Diz, omuz veya kalçada yaşanan kıkırdak hasarları şiddetli eklem ağrılarına yol açabiliyor. Son yıllarda öne çıkan kök hücre tedavisi ise genellikle cerrahi yöntemler için uygun olmayan hastalarda başarılı sonuçlar vererek ağrıları ortadan kaldırıyor ve yaşam kalitesini yükseltiyor. Memorial Ataşehir Hastanesi Ortopedi ve Travmatoloji Bölümü’nden Prof. Dr. Haldun Orhun, kıkırdak hasarlarında uygulanan kök hücre tedavisi hakkında bilgi verdi.
Kök hücre vücudun tamircisi
Kök hücreler, insan vücudunda tüm dokularda bulunan ana hücrelerdir. Özellikle var olan diğer tüm hücrelere dönüşme potansiyeli olan bu hücreler, anne karnındaki ilk gelişim aşamasında ve yetişkin kök hücre şeklinde vücudun bazı bölgelerinde daha yoğun bulunmaktadır. Doku hasarı meydana geldiğinde bu hücreler aktif hale gelerek hasarlı dokunun tamiri için ihtiyaç duyulan büyüme faktörünün salınımını sağlamaktadır. Diğer taraftan kök hücreler iyileşme için gerek duyulan doku özelliğindeki hücrelere dönüşerek iyileşme ve tamir aşamasında görev yapmaktadır.
Doğru hasta seçimi başarıyı artırıyor
Kök hücre tedavisi; cerrahi için henüz erken dönemde olan ya da ameliyat olmak istemeyen hastalarda, kıkırdak hasarının ilerlemesini durdurmak ve iyileşmesine destek olmak amacıyla kullanılmaktadır. Kıkırdak yaralanmasına maruz kalmış diz, kalça ve omuz gibi eklemlerde kök hücre kullanılmaktadır.Kullanım alanı açısından önemli özellikleri olan bu uygulamada, yaş, cinsiyet gibi faktörler ve hastalığın düzeyi çok önemlidir. Kök hücre, eklem kıkırdak kapasitesinin tamamına yakın kayıplarında uygulanabilecek bir işlem değildir. Uygun hasta seçimi çok önemlidir.
Kök hücrenin uygulama şekli hastaya göre belirleniyor
Genellikle kas iskelet sistemi hastalıklarında uygulanmakta olan kök hücre tedavisinde hücreler çoğunlukla kemik iliğinden elde edilmektedir. Ancak kemik iliği kaynaklı hücrenin çoğaltılması yöntemi özel bir donanım gerektirmektedir. Alınan doku örneği, hücre kültüründe üretilerek kök hücreler çoğaltılabilir veya özel santrifüj sistemleri kullanılarak kök hücreler konsantre edilebilir. Hücre kültürü işlemlerinin, hastalık taşınmasını engellemek ve istenmeyen hücrelerin nakledilmesini önlemek için özel laboratuvar koşullarında yapılması gereklidir. Çoğaltılan hücreler daha sonra hastalıklı alanlara ekilerek burada tedavi sağlanır.
Tek seansta tedavi mümkün
Daha pratik ve tek seansta uygulanan diğer bir yöntem ise; yağ dokusundan elde edilen materyal içerisindeki kök hücrelerin santrifüjlerle yoğunlaştırılarak aynı seans da eklem içerisine enjeksiyonu şeklindedir. Bu yöntemde de hücrelerin kendisinin hasarlı bölgeye ulaşması beklenir. Bu nedenle hasarlı alanın özelliği, büyüklüğü ve yapısı bu iki yöntemden hangisinin yapılması gerektiğini göstermektedir. Kıkırdak hasarının özellikleri iyi değerlendirilmeden yapılacak uygulamalar yetersiz kalabilir.

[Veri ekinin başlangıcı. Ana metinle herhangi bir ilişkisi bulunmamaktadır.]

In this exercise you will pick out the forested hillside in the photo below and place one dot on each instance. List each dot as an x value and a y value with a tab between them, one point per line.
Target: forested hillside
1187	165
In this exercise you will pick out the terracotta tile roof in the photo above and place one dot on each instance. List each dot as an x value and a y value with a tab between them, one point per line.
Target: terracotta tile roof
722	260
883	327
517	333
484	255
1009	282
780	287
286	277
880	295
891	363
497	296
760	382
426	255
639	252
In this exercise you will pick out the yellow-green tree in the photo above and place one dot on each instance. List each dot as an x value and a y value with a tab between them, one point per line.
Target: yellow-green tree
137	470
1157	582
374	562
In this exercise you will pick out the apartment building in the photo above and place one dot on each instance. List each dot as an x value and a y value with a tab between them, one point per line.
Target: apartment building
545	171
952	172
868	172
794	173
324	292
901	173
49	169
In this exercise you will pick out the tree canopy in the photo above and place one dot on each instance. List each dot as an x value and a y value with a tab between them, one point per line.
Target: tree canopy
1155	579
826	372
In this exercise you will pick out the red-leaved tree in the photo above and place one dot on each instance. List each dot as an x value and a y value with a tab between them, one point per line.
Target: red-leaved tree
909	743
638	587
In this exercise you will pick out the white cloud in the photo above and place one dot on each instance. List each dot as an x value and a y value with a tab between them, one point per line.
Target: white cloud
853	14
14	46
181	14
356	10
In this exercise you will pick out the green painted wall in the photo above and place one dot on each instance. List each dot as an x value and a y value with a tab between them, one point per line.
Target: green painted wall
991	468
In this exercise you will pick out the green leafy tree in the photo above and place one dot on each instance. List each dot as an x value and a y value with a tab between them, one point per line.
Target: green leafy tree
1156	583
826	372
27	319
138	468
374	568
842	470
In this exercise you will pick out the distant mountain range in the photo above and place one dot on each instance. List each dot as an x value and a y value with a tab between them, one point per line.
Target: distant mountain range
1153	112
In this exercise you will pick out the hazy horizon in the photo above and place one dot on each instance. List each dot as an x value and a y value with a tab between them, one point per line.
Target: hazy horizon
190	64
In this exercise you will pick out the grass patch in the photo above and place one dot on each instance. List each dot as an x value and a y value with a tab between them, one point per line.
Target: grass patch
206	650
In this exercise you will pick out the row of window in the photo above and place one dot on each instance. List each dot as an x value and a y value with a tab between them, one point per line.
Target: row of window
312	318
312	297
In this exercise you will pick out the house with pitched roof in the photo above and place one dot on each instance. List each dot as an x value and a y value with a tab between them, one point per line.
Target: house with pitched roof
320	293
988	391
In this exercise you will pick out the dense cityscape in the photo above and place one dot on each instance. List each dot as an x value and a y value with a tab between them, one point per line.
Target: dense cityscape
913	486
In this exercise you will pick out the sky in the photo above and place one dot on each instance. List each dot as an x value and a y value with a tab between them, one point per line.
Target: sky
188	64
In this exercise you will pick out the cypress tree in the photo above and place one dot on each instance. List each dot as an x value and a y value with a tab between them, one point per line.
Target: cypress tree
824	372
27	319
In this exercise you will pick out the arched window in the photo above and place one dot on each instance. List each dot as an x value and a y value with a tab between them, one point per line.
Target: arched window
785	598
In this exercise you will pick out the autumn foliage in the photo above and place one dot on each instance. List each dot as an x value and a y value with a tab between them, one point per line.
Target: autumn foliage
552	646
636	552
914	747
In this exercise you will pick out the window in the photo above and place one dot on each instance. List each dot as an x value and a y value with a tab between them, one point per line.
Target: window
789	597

Genetik yapıda bir değişiklik olmuyor
Kök hücre tedavisi ile oluşturulan kıkırdak yapısı orijinal yapıya benzememekte ancak iyi kalitede bir iyileşme elde edildiği görülmektedir. Kök hücreler, kişinin genetik yapısında herhangi bir değişiklik yapmamakta ve gen tedavisi olarak kabul edilmemektedir. Kök hücre tedavisinin bilinen çok riski bulunmamaktadır.Kök hücreler her türlü hücreye dönüşme potansiyeline sahiptir. Bu özellik nedeniyle bazen kök hücreler kıkırdaktan başka kemik benzeri bir dokuya da dönüşebilmektedir. Eklem içinde bazen yüzeyde kabartıya yol açtığı ve ikincil bir cerrahi tıraşlama gerektirdiği durumlar yaşanabilmektedir. Bu işlemin kök hücre tedavileri konusunda deneyimli ekipler ve tam donanımlı merkezlerde yapılması çok önemlidir.